Elle met également en garde contre les ambitions du président Félix Tshisekedi concernant une réforme de la Constitution. Si les règles du jeu démocratique sont modifiées, les conséquences pourraient être les mêmes que pour le président Félix Tshisekedi, prévient Prince Epenge, en référence aux mesures prises notamment contre Joseph Kabila ou encore Corneille Nangaa. Au cœur des inquiétudes, l’article 220 de la Constitution, qui interdit toute modification du nombre et de la durée des mandats présidentiels. Pour l’opposition, toute tentative de révision sur ce point constituerait une dérive grave.

« Il ne s’agit pas d’une simple réforme, mais d’un véritable coup de force constitutionnel », estime la coalition, qui promet de s’y opposer fermement.

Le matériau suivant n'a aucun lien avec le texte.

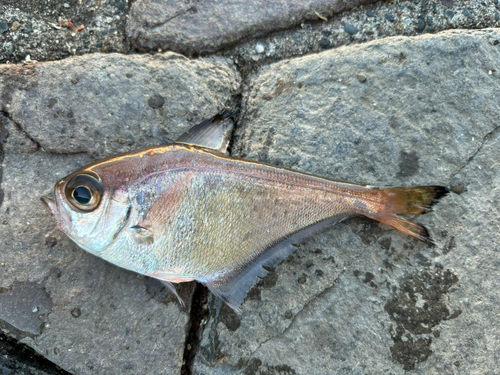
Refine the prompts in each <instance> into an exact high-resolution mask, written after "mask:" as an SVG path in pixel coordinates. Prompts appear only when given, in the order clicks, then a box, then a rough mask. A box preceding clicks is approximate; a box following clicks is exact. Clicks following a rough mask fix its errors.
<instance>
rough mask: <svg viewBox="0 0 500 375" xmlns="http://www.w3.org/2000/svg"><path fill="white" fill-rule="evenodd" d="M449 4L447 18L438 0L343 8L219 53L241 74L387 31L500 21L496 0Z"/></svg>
mask: <svg viewBox="0 0 500 375" xmlns="http://www.w3.org/2000/svg"><path fill="white" fill-rule="evenodd" d="M451 9H453V11H454V15H453V17H451V18H450V17H448V16H447V15H446V12H447V11H450V8H449V7H447V6H446V4H444V3H443V2H442V1H441V0H425V1H414V0H399V1H397V2H396V1H391V2H389V1H380V2H377V3H375V4H370V5H367V6H364V7H359V8H356V9H352V10H350V11H346V12H342V13H341V14H338V15H335V16H334V17H332V18H329V19H328V20H327V21H325V20H318V21H308V22H303V23H302V24H301V25H300V26H299V27H295V28H292V29H287V30H283V31H278V32H274V33H270V34H268V35H264V36H261V37H259V38H258V40H256V39H250V40H249V41H242V42H241V43H238V44H237V45H235V46H234V47H231V48H226V49H225V50H223V51H221V52H220V54H221V55H223V56H226V57H230V58H232V59H234V61H235V62H236V63H237V65H238V67H239V68H240V70H241V71H242V72H243V73H245V72H251V71H252V70H256V69H257V68H258V67H259V66H261V65H263V64H269V63H273V62H276V61H279V60H283V59H286V58H290V57H297V56H301V55H305V54H310V53H315V52H322V51H324V50H325V49H332V48H338V47H340V46H344V45H352V44H357V43H365V42H368V41H371V40H376V39H381V38H386V37H391V36H398V35H400V36H415V35H418V34H421V33H436V32H439V31H443V30H448V29H460V28H463V29H470V28H474V29H478V28H479V29H482V28H489V27H498V26H500V22H499V20H500V14H499V13H498V12H499V10H500V3H498V2H497V3H496V4H495V2H494V1H477V0H456V1H454V2H453V4H452V8H451ZM465 9H469V10H470V13H471V15H472V18H468V17H466V16H465V15H464V12H465ZM497 14H498V17H497V16H496V15H497ZM259 51H262V52H259Z"/></svg>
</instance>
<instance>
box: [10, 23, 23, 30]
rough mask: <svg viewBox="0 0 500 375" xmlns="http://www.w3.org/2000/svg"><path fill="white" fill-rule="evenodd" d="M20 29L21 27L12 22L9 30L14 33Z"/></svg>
mask: <svg viewBox="0 0 500 375" xmlns="http://www.w3.org/2000/svg"><path fill="white" fill-rule="evenodd" d="M20 27H21V24H20V23H19V22H18V21H14V22H12V26H11V27H10V28H11V30H13V31H16V30H17V29H19V28H20Z"/></svg>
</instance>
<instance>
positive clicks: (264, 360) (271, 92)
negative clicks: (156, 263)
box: [193, 30, 500, 375]
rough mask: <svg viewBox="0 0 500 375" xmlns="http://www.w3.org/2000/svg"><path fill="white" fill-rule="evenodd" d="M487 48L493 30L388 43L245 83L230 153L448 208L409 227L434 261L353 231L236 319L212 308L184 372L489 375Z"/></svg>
mask: <svg viewBox="0 0 500 375" xmlns="http://www.w3.org/2000/svg"><path fill="white" fill-rule="evenodd" d="M499 41H500V33H499V32H498V31H497V30H485V31H483V32H479V31H477V32H467V31H450V32H444V33H440V34H437V35H435V36H431V35H427V36H422V37H415V38H389V39H385V40H383V41H376V42H371V43H367V44H364V45H359V46H351V47H343V48H338V49H335V50H332V51H328V52H324V53H322V54H318V55H310V56H306V57H302V58H297V59H292V60H287V61H283V62H280V63H277V64H273V65H270V66H268V67H264V68H262V69H261V71H260V72H259V73H258V74H256V75H255V76H253V77H252V78H251V79H250V81H249V82H248V89H247V91H246V93H245V95H244V98H243V109H244V110H243V117H242V119H241V121H240V123H239V127H238V129H237V134H236V137H235V141H234V146H233V152H234V154H235V155H238V156H244V157H247V158H250V159H255V160H260V161H264V162H269V163H272V164H276V165H283V166H286V167H290V168H294V169H298V170H302V171H305V172H310V173H314V174H319V175H322V176H326V177H331V178H334V179H338V180H347V181H350V182H355V183H360V184H372V185H403V184H404V185H409V184H443V185H451V184H453V186H454V187H455V188H454V190H455V191H457V192H459V193H460V195H457V194H455V193H451V194H450V196H449V197H446V198H444V199H443V200H442V201H441V203H440V204H439V205H437V206H436V208H435V210H434V212H433V213H431V214H428V215H425V216H422V217H420V218H419V221H420V222H422V223H423V224H424V225H426V226H427V227H429V228H430V229H431V232H432V235H433V237H434V239H435V240H436V241H437V246H436V247H435V248H429V247H427V246H426V245H424V244H422V243H419V242H418V241H415V240H412V239H410V238H408V237H405V236H404V235H402V234H400V233H398V232H396V231H395V230H392V229H390V228H388V227H386V226H383V225H381V224H378V223H375V222H372V221H369V220H367V219H362V218H359V219H353V220H349V221H346V222H343V223H341V224H339V225H337V226H335V227H333V228H332V229H331V230H328V231H326V232H324V233H322V234H320V235H317V236H315V237H314V238H312V239H310V240H308V241H307V242H306V243H305V244H303V245H301V246H300V247H299V249H298V250H297V251H296V252H295V253H294V254H293V255H292V256H291V257H290V258H289V259H288V260H286V261H285V262H284V263H283V264H281V265H280V266H278V267H277V268H276V270H275V272H274V273H271V274H269V275H268V276H267V277H266V278H264V279H263V280H262V281H261V282H260V284H259V285H258V286H257V287H256V288H254V289H253V290H252V291H251V292H250V295H249V297H248V298H247V300H246V301H245V302H244V304H243V305H242V308H241V310H242V311H241V313H235V312H233V311H231V310H229V309H228V308H227V307H226V306H224V305H221V303H220V301H219V300H217V299H212V302H211V303H210V315H209V318H208V320H207V323H206V325H205V330H204V332H203V338H202V341H201V345H200V349H199V351H198V355H197V357H196V359H195V363H194V365H193V373H195V374H207V375H208V374H236V373H245V374H267V373H287V374H323V373H337V374H365V373H387V374H402V373H405V371H411V370H413V371H414V373H421V374H443V373H471V374H484V373H493V372H495V371H496V370H495V369H496V368H497V367H498V359H497V358H496V354H495V353H496V352H497V351H498V349H499V348H500V341H499V340H498V337H500V325H499V324H498V323H497V320H496V319H495V317H494V316H495V315H494V314H495V311H496V306H497V305H498V302H499V299H500V294H499V293H498V280H499V271H498V261H497V256H496V255H497V254H496V252H497V250H496V247H497V244H498V242H499V241H500V238H499V235H498V233H499V223H498V212H497V210H496V209H494V207H497V206H498V204H499V203H500V202H499V201H500V192H499V190H498V188H497V186H498V184H499V182H500V180H499V177H498V176H499V172H500V170H499V168H500V165H499V164H498V159H499V157H500V151H499V149H500V147H499V146H500V132H499V130H498V129H499V128H500V127H499V123H498V113H500V104H499V102H498V100H497V96H498V92H500V80H499V75H498V71H499V68H498V61H500V59H499V58H500V46H499V44H500V43H499ZM460 186H462V188H460Z"/></svg>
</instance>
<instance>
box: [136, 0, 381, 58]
mask: <svg viewBox="0 0 500 375" xmlns="http://www.w3.org/2000/svg"><path fill="white" fill-rule="evenodd" d="M370 2H374V0H334V1H331V0H330V1H327V0H309V1H297V0H286V1H279V2H273V1H271V2H270V1H256V0H254V1H247V0H227V1H217V0H209V1H201V2H199V1H191V0H190V1H185V2H180V1H176V0H138V1H137V2H135V3H134V4H133V5H132V8H131V10H130V21H129V22H128V24H127V33H128V35H129V38H130V41H131V43H132V44H133V46H134V48H136V49H138V50H140V51H148V50H151V49H154V50H156V49H158V48H161V49H163V50H167V49H168V50H173V51H178V52H182V53H187V54H190V53H204V52H213V51H216V50H218V49H220V48H222V47H226V46H228V45H231V44H233V43H235V42H237V41H239V40H241V39H243V38H247V37H249V36H251V37H258V36H260V35H263V34H265V33H268V32H270V31H275V30H280V29H285V28H289V27H292V26H295V25H297V24H300V23H301V22H303V21H304V20H319V19H325V17H330V16H332V15H333V14H336V13H340V12H342V11H345V10H348V9H352V8H354V7H357V6H359V5H361V4H367V3H370Z"/></svg>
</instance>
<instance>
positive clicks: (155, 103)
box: [0, 54, 239, 374]
mask: <svg viewBox="0 0 500 375" xmlns="http://www.w3.org/2000/svg"><path fill="white" fill-rule="evenodd" d="M110 67H112V68H113V69H111V68H110ZM0 70H1V73H0V103H1V104H0V105H1V110H2V112H1V116H0V121H1V133H0V141H1V144H0V151H1V155H0V163H1V169H0V182H1V185H0V238H1V239H2V241H1V251H0V272H1V278H0V329H1V330H2V331H4V332H5V333H7V334H9V335H10V336H12V337H15V338H16V339H18V340H20V341H21V342H23V343H25V344H27V345H29V346H31V347H33V348H34V349H35V350H36V351H37V352H39V353H41V354H42V355H43V356H45V357H46V358H48V359H49V360H51V361H52V362H54V363H55V364H57V365H58V366H60V367H62V368H63V369H65V370H66V371H69V372H70V373H72V374H111V373H117V372H118V373H122V374H126V373H130V374H172V373H179V372H180V368H181V366H182V360H183V351H184V342H185V338H186V334H187V330H188V328H189V324H190V322H189V316H190V314H189V311H190V300H191V295H192V291H193V287H194V284H192V283H191V284H183V285H182V286H181V287H180V288H178V289H179V291H180V294H181V297H183V299H184V301H185V302H186V303H187V307H186V308H181V307H180V305H179V304H178V302H177V299H176V298H175V297H172V296H171V295H170V294H169V293H168V292H167V291H166V290H165V288H164V287H163V286H162V284H161V283H160V282H159V281H157V280H153V279H149V278H146V277H143V276H140V275H137V274H134V273H131V272H129V271H126V270H123V269H120V268H118V267H115V266H113V265H111V264H108V263H106V262H104V261H103V260H101V259H98V258H97V257H94V256H92V255H91V254H88V253H86V252H85V251H83V250H81V249H79V248H78V247H77V246H76V245H75V244H74V243H72V242H71V241H70V240H69V239H68V238H67V237H66V236H65V235H64V234H63V233H62V232H60V231H59V230H58V229H57V228H56V227H55V223H54V222H53V221H52V220H51V219H50V217H49V215H48V214H47V212H46V211H45V209H44V207H43V205H42V204H41V202H40V200H39V198H40V196H42V195H46V194H48V193H50V192H51V190H52V188H53V185H54V183H55V182H56V181H57V180H58V179H60V178H61V177H63V176H65V175H66V174H68V173H71V172H72V171H74V170H75V169H77V168H79V167H81V166H83V165H85V164H87V163H89V162H91V161H92V160H95V158H97V157H102V156H106V155H110V154H114V153H116V152H120V151H127V150H131V149H135V148H138V147H141V146H146V145H155V144H160V143H164V142H169V141H171V140H172V138H170V137H173V139H175V138H176V137H177V135H179V134H181V133H182V132H184V131H185V130H187V128H189V127H190V126H191V125H192V124H191V122H198V121H201V119H205V118H207V117H210V116H212V115H214V114H216V113H218V112H220V111H222V110H223V109H226V108H228V107H229V106H230V105H231V102H232V99H233V98H232V95H234V93H235V92H237V90H238V89H239V76H238V74H237V73H236V72H235V71H234V70H233V69H232V68H231V67H230V66H229V65H227V63H225V61H223V60H222V59H218V60H214V59H205V60H196V61H192V60H187V59H185V58H184V57H182V56H178V55H174V54H166V55H162V56H158V57H151V56H146V57H141V56H134V57H123V56H119V55H99V54H97V55H89V56H86V57H81V58H72V59H69V60H64V61H62V62H56V63H47V64H39V65H36V66H33V65H26V66H14V65H4V66H1V67H0ZM160 96H161V97H162V98H164V99H163V100H160V99H159V97H160ZM151 102H153V104H152V103H151ZM121 139H124V140H125V141H124V142H122V141H121Z"/></svg>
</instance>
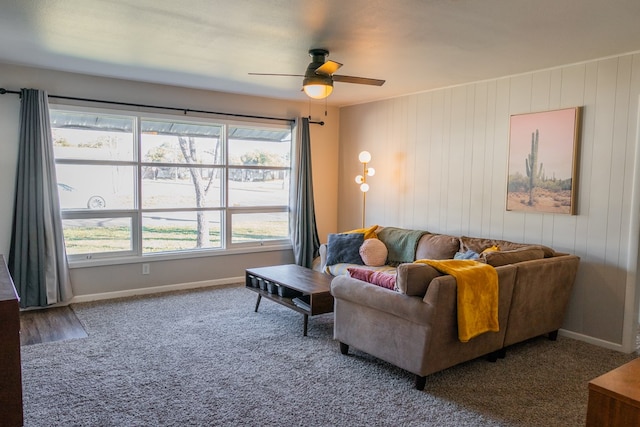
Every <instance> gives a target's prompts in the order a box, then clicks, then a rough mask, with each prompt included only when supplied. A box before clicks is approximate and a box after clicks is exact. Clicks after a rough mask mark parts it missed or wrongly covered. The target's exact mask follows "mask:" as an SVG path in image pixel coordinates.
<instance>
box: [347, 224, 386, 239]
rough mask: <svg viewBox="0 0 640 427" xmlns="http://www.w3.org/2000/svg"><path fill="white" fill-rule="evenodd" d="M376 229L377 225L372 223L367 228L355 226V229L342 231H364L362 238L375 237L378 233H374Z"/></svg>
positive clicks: (359, 231) (371, 238)
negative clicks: (377, 233) (370, 226)
mask: <svg viewBox="0 0 640 427" xmlns="http://www.w3.org/2000/svg"><path fill="white" fill-rule="evenodd" d="M377 229H378V226H377V225H372V226H371V227H368V228H357V229H355V230H349V231H344V232H343V234H350V233H364V239H365V240H367V239H377V238H378V235H377V234H376V230H377Z"/></svg>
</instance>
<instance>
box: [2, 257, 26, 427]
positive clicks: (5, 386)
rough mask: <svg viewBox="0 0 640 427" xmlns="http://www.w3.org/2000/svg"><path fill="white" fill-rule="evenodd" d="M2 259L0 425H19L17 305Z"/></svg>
mask: <svg viewBox="0 0 640 427" xmlns="http://www.w3.org/2000/svg"><path fill="white" fill-rule="evenodd" d="M18 301H19V299H18V295H17V293H16V289H15V287H14V285H13V280H12V279H11V276H10V275H9V270H8V269H7V263H6V261H5V259H4V256H2V255H0V325H2V327H0V411H1V412H2V413H1V414H0V417H1V418H0V423H1V424H2V425H3V426H21V425H23V414H22V369H21V365H20V305H19V303H18Z"/></svg>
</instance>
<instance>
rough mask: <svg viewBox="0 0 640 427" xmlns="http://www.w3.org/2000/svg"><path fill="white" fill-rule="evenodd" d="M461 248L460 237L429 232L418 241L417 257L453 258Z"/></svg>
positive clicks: (430, 258)
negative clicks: (431, 232) (437, 233)
mask: <svg viewBox="0 0 640 427" xmlns="http://www.w3.org/2000/svg"><path fill="white" fill-rule="evenodd" d="M459 250H460V239H459V238H458V237H455V236H449V235H447V234H432V233H427V234H425V235H424V236H422V237H421V238H420V241H419V242H418V247H417V248H416V259H451V258H453V256H454V255H455V253H456V252H458V251H459Z"/></svg>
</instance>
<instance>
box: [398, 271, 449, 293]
mask: <svg viewBox="0 0 640 427" xmlns="http://www.w3.org/2000/svg"><path fill="white" fill-rule="evenodd" d="M439 276H442V273H440V272H439V271H438V270H436V269H435V268H433V267H432V266H430V265H428V264H415V263H406V264H400V265H399V266H398V275H397V277H396V286H397V289H398V292H400V293H402V294H406V295H409V296H420V297H422V296H424V294H425V293H426V292H427V288H428V287H429V284H430V283H431V281H432V280H433V279H435V278H436V277H439Z"/></svg>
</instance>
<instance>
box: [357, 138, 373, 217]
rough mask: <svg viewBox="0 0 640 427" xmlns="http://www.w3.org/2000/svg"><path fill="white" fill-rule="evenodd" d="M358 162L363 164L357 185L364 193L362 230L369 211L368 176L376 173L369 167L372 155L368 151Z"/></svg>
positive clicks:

Dans ce climat tendu, l’opposition prévoit une grande mobilisation dans les prochains jours, avec la participation des partis de Moïse Katumbi, Martin Fayulu et Delly Sesanga. De son côté, la majorité présidentielle défend la nécessité d’« adapter » certains textes pour renforcer la souveraineté nationale et corriger des dysfonctionnements institutionnels. Une proposition de loi visant à organiser un référendum sur la réforme constitutionnelle a déjà été déposée à l’Assemblée nationale.